To compare the alpha (plot-level) diversity of bees, hover flies, butterflies, and all pollinators among the most-sampled ecoregions, we ran negative binomial models consisting of ecoregion and experimental forest as fixed and random effects, respectively. Total beta diversity, along with its individual turnover and nestedness components, were calculated for each experimental forest using the beta.div.comp function of the adespatial package (Dray et al., 2023). These metrics were then compared among the most-sampled ecoregions using generalized linear models. To compare gamma diversity among the most-sampled ecoregions, we used the iNext package (Hsieh et al., 2022) to produce rarefaction and extrapolation curves for richness (q=0), with statistical significance indicated by non-overlapping confidence intervals at the maximum reference sample size (Chao et al., 2014).

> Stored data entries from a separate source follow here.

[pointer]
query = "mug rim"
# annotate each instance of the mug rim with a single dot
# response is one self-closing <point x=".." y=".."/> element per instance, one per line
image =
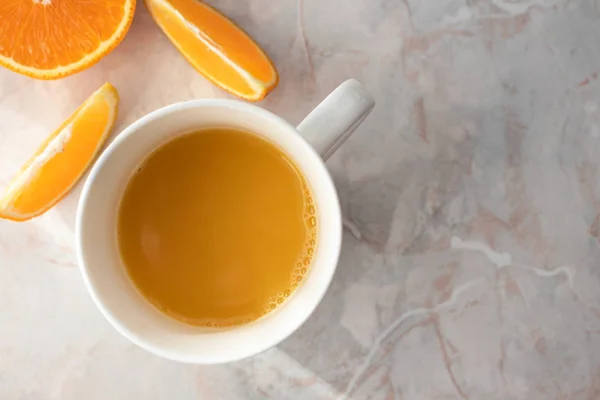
<point x="133" y="129"/>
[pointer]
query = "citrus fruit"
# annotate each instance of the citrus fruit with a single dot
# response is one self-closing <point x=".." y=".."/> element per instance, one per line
<point x="215" y="47"/>
<point x="50" y="39"/>
<point x="62" y="159"/>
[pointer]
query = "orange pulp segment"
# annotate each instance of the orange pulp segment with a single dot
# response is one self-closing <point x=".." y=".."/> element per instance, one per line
<point x="49" y="39"/>
<point x="62" y="159"/>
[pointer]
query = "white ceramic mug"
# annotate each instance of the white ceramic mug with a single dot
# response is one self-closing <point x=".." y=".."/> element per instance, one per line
<point x="315" y="139"/>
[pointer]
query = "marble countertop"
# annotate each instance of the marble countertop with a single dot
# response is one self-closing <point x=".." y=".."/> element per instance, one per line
<point x="470" y="266"/>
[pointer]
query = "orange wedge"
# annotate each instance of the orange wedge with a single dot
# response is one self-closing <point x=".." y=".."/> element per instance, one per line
<point x="215" y="47"/>
<point x="49" y="39"/>
<point x="62" y="159"/>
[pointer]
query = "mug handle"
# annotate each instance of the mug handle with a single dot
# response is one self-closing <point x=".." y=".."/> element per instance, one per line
<point x="337" y="117"/>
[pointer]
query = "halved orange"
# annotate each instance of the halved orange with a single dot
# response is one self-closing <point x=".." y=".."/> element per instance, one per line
<point x="49" y="39"/>
<point x="62" y="159"/>
<point x="216" y="47"/>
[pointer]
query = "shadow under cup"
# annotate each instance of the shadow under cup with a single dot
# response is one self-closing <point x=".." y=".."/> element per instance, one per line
<point x="105" y="275"/>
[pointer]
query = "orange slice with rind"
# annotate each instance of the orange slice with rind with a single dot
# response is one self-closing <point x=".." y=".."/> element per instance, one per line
<point x="216" y="47"/>
<point x="50" y="39"/>
<point x="62" y="159"/>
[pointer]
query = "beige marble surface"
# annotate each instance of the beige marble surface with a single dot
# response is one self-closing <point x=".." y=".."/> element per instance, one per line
<point x="470" y="266"/>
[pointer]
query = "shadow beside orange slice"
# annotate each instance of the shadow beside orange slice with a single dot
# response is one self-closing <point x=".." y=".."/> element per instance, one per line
<point x="62" y="159"/>
<point x="215" y="47"/>
<point x="49" y="39"/>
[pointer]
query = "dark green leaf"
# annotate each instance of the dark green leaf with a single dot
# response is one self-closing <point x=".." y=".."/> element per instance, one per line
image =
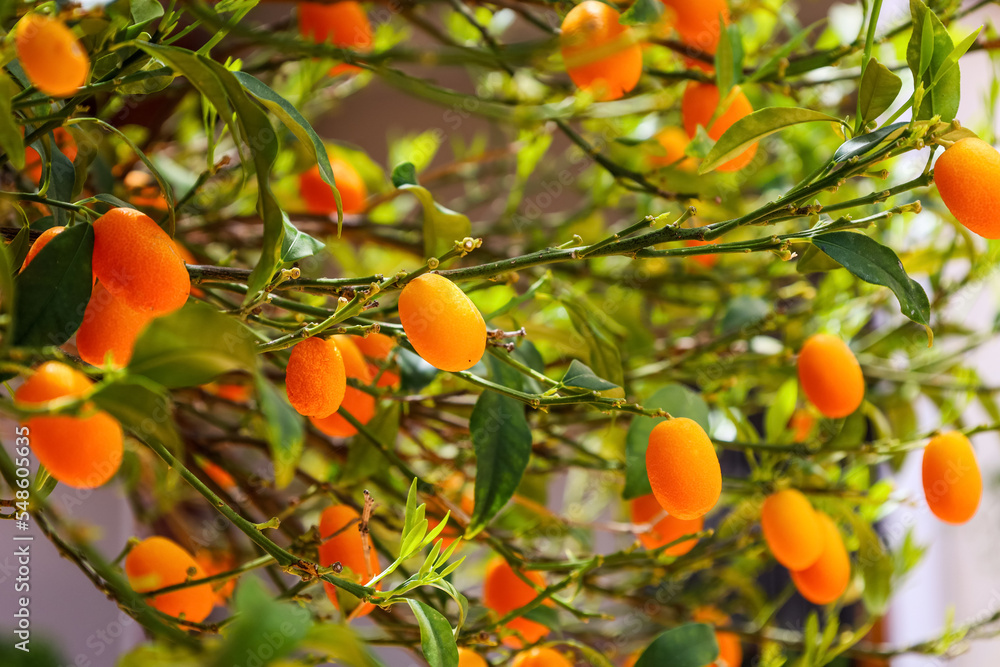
<point x="414" y="372"/>
<point x="257" y="144"/>
<point x="296" y="245"/>
<point x="283" y="428"/>
<point x="642" y="12"/>
<point x="299" y="126"/>
<point x="261" y="621"/>
<point x="690" y="645"/>
<point x="54" y="290"/>
<point x="929" y="54"/>
<point x="192" y="346"/>
<point x="677" y="400"/>
<point x="579" y="375"/>
<point x="502" y="440"/>
<point x="864" y="143"/>
<point x="756" y="126"/>
<point x="11" y="140"/>
<point x="436" y="639"/>
<point x="879" y="88"/>
<point x="875" y="263"/>
<point x="142" y="407"/>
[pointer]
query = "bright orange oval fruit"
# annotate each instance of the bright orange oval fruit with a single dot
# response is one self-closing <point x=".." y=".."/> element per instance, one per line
<point x="825" y="580"/>
<point x="602" y="56"/>
<point x="51" y="55"/>
<point x="792" y="529"/>
<point x="968" y="177"/>
<point x="156" y="563"/>
<point x="953" y="484"/>
<point x="683" y="468"/>
<point x="668" y="529"/>
<point x="441" y="322"/>
<point x="831" y="376"/>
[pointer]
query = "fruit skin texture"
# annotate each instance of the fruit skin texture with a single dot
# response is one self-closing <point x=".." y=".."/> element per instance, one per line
<point x="968" y="177"/>
<point x="698" y="108"/>
<point x="360" y="404"/>
<point x="443" y="325"/>
<point x="953" y="485"/>
<point x="52" y="57"/>
<point x="469" y="658"/>
<point x="82" y="452"/>
<point x="375" y="345"/>
<point x="315" y="379"/>
<point x="831" y="376"/>
<point x="157" y="562"/>
<point x="319" y="197"/>
<point x="645" y="508"/>
<point x="683" y="468"/>
<point x="343" y="24"/>
<point x="541" y="657"/>
<point x="346" y="548"/>
<point x="136" y="261"/>
<point x="504" y="591"/>
<point x="109" y="327"/>
<point x="791" y="529"/>
<point x="41" y="242"/>
<point x="601" y="55"/>
<point x="698" y="22"/>
<point x="825" y="580"/>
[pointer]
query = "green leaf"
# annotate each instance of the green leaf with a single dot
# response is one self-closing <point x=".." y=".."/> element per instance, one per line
<point x="780" y="411"/>
<point x="54" y="290"/>
<point x="257" y="144"/>
<point x="604" y="354"/>
<point x="929" y="54"/>
<point x="261" y="620"/>
<point x="755" y="127"/>
<point x="442" y="226"/>
<point x="875" y="263"/>
<point x="689" y="645"/>
<point x="879" y="89"/>
<point x="744" y="311"/>
<point x="299" y="126"/>
<point x="729" y="60"/>
<point x="142" y="407"/>
<point x="11" y="140"/>
<point x="865" y="143"/>
<point x="296" y="245"/>
<point x="144" y="11"/>
<point x="579" y="375"/>
<point x="436" y="639"/>
<point x="191" y="346"/>
<point x="502" y="440"/>
<point x="677" y="400"/>
<point x="642" y="12"/>
<point x="283" y="428"/>
<point x="7" y="296"/>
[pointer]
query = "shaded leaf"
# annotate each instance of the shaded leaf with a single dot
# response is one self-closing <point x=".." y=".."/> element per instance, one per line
<point x="751" y="129"/>
<point x="191" y="346"/>
<point x="54" y="290"/>
<point x="689" y="645"/>
<point x="879" y="88"/>
<point x="502" y="440"/>
<point x="875" y="263"/>
<point x="579" y="375"/>
<point x="283" y="429"/>
<point x="436" y="639"/>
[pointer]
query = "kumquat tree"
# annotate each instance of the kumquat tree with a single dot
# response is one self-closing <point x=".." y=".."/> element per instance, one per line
<point x="493" y="332"/>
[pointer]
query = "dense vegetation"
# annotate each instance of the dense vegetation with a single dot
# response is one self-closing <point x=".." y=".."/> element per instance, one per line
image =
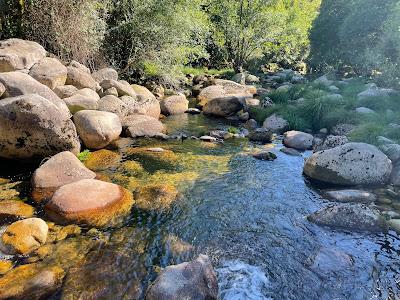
<point x="155" y="38"/>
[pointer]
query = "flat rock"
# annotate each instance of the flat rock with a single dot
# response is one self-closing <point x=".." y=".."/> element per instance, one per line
<point x="298" y="140"/>
<point x="137" y="125"/>
<point x="189" y="280"/>
<point x="351" y="196"/>
<point x="97" y="129"/>
<point x="350" y="164"/>
<point x="91" y="202"/>
<point x="17" y="54"/>
<point x="174" y="105"/>
<point x="354" y="217"/>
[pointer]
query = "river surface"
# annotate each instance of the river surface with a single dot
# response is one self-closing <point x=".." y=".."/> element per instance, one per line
<point x="249" y="216"/>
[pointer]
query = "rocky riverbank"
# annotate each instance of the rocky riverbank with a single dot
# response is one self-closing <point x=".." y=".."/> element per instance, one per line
<point x="103" y="153"/>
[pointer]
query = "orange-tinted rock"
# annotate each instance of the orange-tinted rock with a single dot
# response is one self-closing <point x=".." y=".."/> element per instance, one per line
<point x="89" y="201"/>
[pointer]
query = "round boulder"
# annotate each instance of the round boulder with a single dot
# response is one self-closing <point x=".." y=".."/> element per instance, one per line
<point x="97" y="129"/>
<point x="91" y="202"/>
<point x="33" y="127"/>
<point x="174" y="105"/>
<point x="189" y="280"/>
<point x="298" y="140"/>
<point x="349" y="164"/>
<point x="50" y="72"/>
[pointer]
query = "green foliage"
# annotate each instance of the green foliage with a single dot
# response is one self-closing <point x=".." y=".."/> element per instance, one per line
<point x="360" y="36"/>
<point x="84" y="155"/>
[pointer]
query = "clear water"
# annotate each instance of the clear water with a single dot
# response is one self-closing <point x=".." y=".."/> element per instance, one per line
<point x="249" y="216"/>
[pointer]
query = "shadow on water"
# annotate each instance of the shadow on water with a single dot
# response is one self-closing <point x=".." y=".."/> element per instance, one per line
<point x="249" y="216"/>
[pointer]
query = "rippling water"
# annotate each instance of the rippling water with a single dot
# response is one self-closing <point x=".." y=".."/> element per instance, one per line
<point x="249" y="216"/>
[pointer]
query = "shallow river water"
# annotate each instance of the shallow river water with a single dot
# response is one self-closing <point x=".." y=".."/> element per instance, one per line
<point x="249" y="216"/>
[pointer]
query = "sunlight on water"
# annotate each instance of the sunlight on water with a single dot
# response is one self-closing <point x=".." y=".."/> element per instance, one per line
<point x="240" y="281"/>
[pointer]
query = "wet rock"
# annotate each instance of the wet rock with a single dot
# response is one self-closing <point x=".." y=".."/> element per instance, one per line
<point x="364" y="111"/>
<point x="32" y="281"/>
<point x="97" y="129"/>
<point x="23" y="237"/>
<point x="16" y="54"/>
<point x="81" y="79"/>
<point x="79" y="102"/>
<point x="298" y="140"/>
<point x="355" y="217"/>
<point x="65" y="91"/>
<point x="12" y="210"/>
<point x="265" y="155"/>
<point x="18" y="84"/>
<point x="392" y="151"/>
<point x="102" y="160"/>
<point x="276" y="124"/>
<point x="174" y="105"/>
<point x="342" y="129"/>
<point x="349" y="164"/>
<point x="223" y="107"/>
<point x="351" y="196"/>
<point x="61" y="169"/>
<point x="193" y="111"/>
<point x="261" y="135"/>
<point x="331" y="141"/>
<point x="192" y="280"/>
<point x="32" y="127"/>
<point x="137" y="125"/>
<point x="50" y="72"/>
<point x="290" y="151"/>
<point x="91" y="202"/>
<point x="105" y="73"/>
<point x="155" y="197"/>
<point x="122" y="89"/>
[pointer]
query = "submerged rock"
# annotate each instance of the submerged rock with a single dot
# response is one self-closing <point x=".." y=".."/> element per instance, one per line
<point x="350" y="164"/>
<point x="12" y="210"/>
<point x="174" y="105"/>
<point x="298" y="140"/>
<point x="91" y="202"/>
<point x="32" y="281"/>
<point x="352" y="196"/>
<point x="195" y="280"/>
<point x="23" y="237"/>
<point x="354" y="217"/>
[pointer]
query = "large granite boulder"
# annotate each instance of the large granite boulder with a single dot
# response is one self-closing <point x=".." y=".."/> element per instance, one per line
<point x="17" y="84"/>
<point x="137" y="125"/>
<point x="97" y="129"/>
<point x="50" y="72"/>
<point x="63" y="168"/>
<point x="91" y="202"/>
<point x="223" y="107"/>
<point x="16" y="54"/>
<point x="105" y="73"/>
<point x="276" y="124"/>
<point x="33" y="127"/>
<point x="195" y="280"/>
<point x="81" y="79"/>
<point x="350" y="164"/>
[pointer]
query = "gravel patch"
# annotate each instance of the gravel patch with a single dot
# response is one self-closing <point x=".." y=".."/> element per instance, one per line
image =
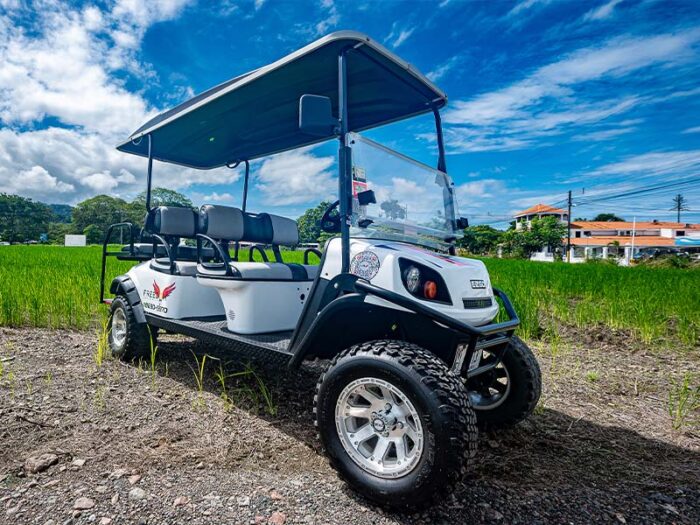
<point x="120" y="443"/>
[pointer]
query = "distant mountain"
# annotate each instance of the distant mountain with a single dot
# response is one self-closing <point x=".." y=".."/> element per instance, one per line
<point x="62" y="211"/>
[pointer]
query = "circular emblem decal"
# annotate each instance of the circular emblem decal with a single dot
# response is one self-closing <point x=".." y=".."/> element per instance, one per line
<point x="365" y="265"/>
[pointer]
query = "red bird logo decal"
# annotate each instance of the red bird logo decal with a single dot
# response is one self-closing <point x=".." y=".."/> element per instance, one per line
<point x="165" y="292"/>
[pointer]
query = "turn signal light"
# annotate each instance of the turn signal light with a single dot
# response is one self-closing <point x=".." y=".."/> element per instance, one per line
<point x="430" y="290"/>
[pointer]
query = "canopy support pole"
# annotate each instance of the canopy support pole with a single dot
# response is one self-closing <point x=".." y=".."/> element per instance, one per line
<point x="149" y="178"/>
<point x="344" y="163"/>
<point x="245" y="200"/>
<point x="442" y="162"/>
<point x="245" y="184"/>
<point x="448" y="191"/>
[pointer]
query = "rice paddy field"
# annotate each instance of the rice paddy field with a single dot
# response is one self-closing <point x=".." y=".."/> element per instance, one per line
<point x="58" y="287"/>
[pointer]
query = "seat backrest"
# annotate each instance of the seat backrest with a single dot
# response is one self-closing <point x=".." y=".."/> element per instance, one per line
<point x="231" y="224"/>
<point x="172" y="221"/>
<point x="221" y="222"/>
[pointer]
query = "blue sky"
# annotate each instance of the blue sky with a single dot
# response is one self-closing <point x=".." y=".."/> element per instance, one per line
<point x="546" y="96"/>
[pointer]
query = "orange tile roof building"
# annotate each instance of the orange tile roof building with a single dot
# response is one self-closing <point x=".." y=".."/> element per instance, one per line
<point x="524" y="218"/>
<point x="622" y="239"/>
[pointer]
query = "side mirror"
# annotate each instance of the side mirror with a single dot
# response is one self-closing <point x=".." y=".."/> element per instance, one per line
<point x="316" y="116"/>
<point x="366" y="197"/>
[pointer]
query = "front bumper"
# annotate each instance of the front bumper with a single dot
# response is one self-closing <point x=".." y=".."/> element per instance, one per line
<point x="474" y="338"/>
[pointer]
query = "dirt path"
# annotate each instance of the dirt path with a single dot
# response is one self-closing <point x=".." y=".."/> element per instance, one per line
<point x="132" y="446"/>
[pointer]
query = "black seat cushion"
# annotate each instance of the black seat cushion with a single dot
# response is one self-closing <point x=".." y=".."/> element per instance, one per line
<point x="257" y="271"/>
<point x="144" y="251"/>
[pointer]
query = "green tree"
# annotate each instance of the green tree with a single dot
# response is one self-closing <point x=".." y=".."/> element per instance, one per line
<point x="100" y="211"/>
<point x="62" y="212"/>
<point x="58" y="231"/>
<point x="608" y="217"/>
<point x="309" y="223"/>
<point x="163" y="197"/>
<point x="22" y="219"/>
<point x="543" y="231"/>
<point x="481" y="239"/>
<point x="93" y="234"/>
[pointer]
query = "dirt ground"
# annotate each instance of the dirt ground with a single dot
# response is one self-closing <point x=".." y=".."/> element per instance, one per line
<point x="127" y="445"/>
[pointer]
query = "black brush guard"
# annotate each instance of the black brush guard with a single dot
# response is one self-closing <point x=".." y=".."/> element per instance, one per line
<point x="494" y="335"/>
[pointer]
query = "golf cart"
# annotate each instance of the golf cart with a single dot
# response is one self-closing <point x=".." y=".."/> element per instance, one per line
<point x="417" y="359"/>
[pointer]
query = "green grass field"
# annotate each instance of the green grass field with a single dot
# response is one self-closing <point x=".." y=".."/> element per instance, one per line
<point x="59" y="287"/>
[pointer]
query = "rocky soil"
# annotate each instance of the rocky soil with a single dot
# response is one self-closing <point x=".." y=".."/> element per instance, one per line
<point x="131" y="443"/>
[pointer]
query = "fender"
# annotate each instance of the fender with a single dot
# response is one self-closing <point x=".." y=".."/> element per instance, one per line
<point x="346" y="301"/>
<point x="123" y="285"/>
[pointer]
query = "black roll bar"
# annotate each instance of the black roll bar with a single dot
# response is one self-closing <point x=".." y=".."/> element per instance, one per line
<point x="344" y="163"/>
<point x="149" y="177"/>
<point x="106" y="253"/>
<point x="245" y="194"/>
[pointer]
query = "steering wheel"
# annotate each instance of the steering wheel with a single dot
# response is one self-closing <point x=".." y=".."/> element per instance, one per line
<point x="330" y="222"/>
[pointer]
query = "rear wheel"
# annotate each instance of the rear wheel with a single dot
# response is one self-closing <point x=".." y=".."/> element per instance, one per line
<point x="395" y="423"/>
<point x="128" y="339"/>
<point x="508" y="393"/>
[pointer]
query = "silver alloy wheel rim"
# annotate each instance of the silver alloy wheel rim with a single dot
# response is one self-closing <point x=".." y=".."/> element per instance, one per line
<point x="379" y="428"/>
<point x="493" y="396"/>
<point x="119" y="327"/>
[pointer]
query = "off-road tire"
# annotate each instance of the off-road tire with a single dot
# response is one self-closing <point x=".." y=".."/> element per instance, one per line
<point x="449" y="423"/>
<point x="139" y="337"/>
<point x="525" y="389"/>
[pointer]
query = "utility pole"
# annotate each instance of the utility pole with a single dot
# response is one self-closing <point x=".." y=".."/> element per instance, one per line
<point x="568" y="231"/>
<point x="679" y="206"/>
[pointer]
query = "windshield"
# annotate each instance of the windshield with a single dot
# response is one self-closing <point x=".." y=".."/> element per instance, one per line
<point x="414" y="202"/>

To better understand how landscape and stand metrics differed among the most-sampled ecoregions, and how these differences might help explain patterns in pollinator diversity, we tested linear mixed effects models (lmer) relating wetland, conifer forest, and canopy openness to ecoregion. Canopy openness was square-root transformed to meet assumptions of normality. Because assumptions could not be met for wetland data, we made pairwise comparisons between ecoregions using the non-parametric Wilcoxon signed-rank tests using the pairwise.wilcox.test function of the stats package.
To test whether pollinator seasonality differed among ecoregions, we compared when the richness and abundance of bees, butterflies, and hover flies peaked among the most-sampled ecoregions. First, for each sampled plot, we calculated the richness or abundance of each taxon by month relative to the that taxon’s highest monthly richness or abundance from the same plot, resulting in a standardized value ranging from 0-1. We then plotted the mean ± SE of these values by ecoregion and month to visualize differences in seasonality among ecoregions. We used pairwise Wilcoxon signed-rank tests to determine if the peak month of response varied among the most-sampled ecoregions.
Finally, we used the Chao1 estimator to estimate the richness of bees, butterflies, hover flies, and all pollinators combined that could be collected using pan traps across our studied forests. These calculations were made for the entire region as well as for each of the three most-sampled ecoregions using the rareNMtests package (Cayuela & Gotelli, 2014). The estimates are based on the corresponding lists of collected species and their abundances.